I applied for the AHRC-TORCH Public Engagement Summer School as soon as I saw it advertised. I’d been thinking about the ways in which university students and academics can get involved in local and wider communities for a while. Before starting my DPhil, I spent a couple of months teaching at a university in Bangladesh: the Asian University for Women’s core aim is to foster human and economic development through the promotion of higher education for women. When I got here and attended the Humanities Division’s Developing Learning and Teaching programme, I wrote a teaching portfolio that explored the extent to which there’s space in the tutorial system to encourage an active commitment to social change. And this year, I’m involved with the Oxford Writing Project, which has students deliver creative writing sessions in a local primary school. As I started to appreciate just how much I was (and am) learning from these experiences, I tried to see what it was that linked them all together. Was it something to do with ‘public engagement’? Did ‘public engagement’ offer another way of bringing interested members of the academic community into contact with interested members of the wider community?

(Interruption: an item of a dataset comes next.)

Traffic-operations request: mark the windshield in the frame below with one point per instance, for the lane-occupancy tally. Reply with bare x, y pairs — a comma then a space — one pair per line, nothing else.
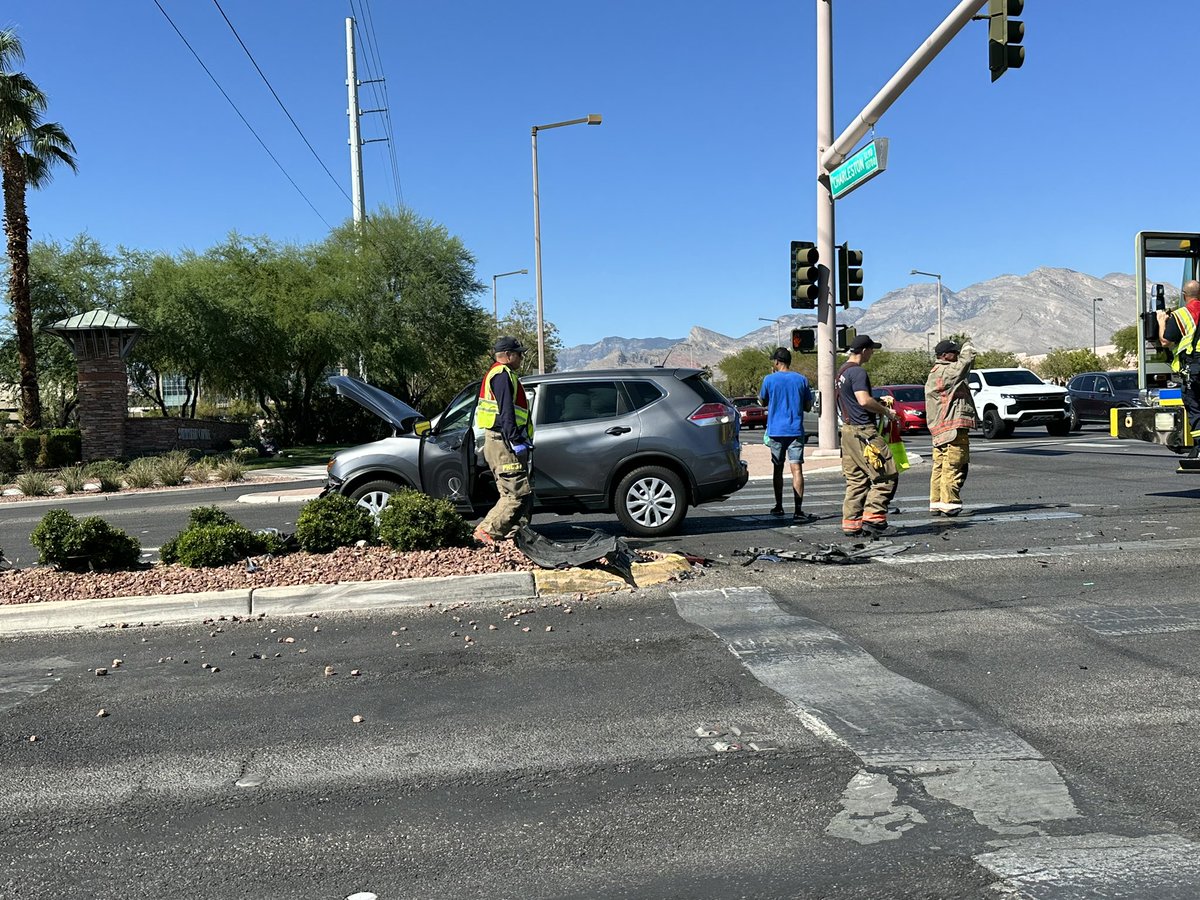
1007, 378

So I found it particularly helpful to sit down at the first session of the Summer School and have a chat about some of the most basic questions: What is ‘public engagement’? What does it look like? Who is the ‘public’? The public, we agreed, is really everyone who opts in – everyone who could potentially be curious about, or interested in, our research. It isn’t about putting people into boxes. Public engagement, meanwhile, could bring together a huge range of skills: blogging, working with the media (print, TV, radio), podcasting, and making use of Twitter and the Digital Humanities. In Oxford, fascinating and successful public engagement projects cover everything from schools outreach programmes to collaborative work with charities, museums and theatres. We were lucky enough to tour the Museum of the History of Science and hear about the ways in which the team captures its visitors’ imaginations.
I’ve begun to understand that our own future projects can involve elements of any – or indeed all – of these things. The first couple of days of the Summer School have left me buzzing with new perspectives and ideas. It’s about figuring out how to communicate in a different way. (It’s been helpful to crystallise the ideas in my thesis and to think about how it could speak to modern audiences). It’s about being creative, wacky, and true to your interests: the message over the past couple of days has been hugely liberating. And it’s about starting conversations. It’s been wonderful to imagine the intellectual dialogues public engagement projects could open up, and to meet other Humanities students who have been asking the same questions as I have.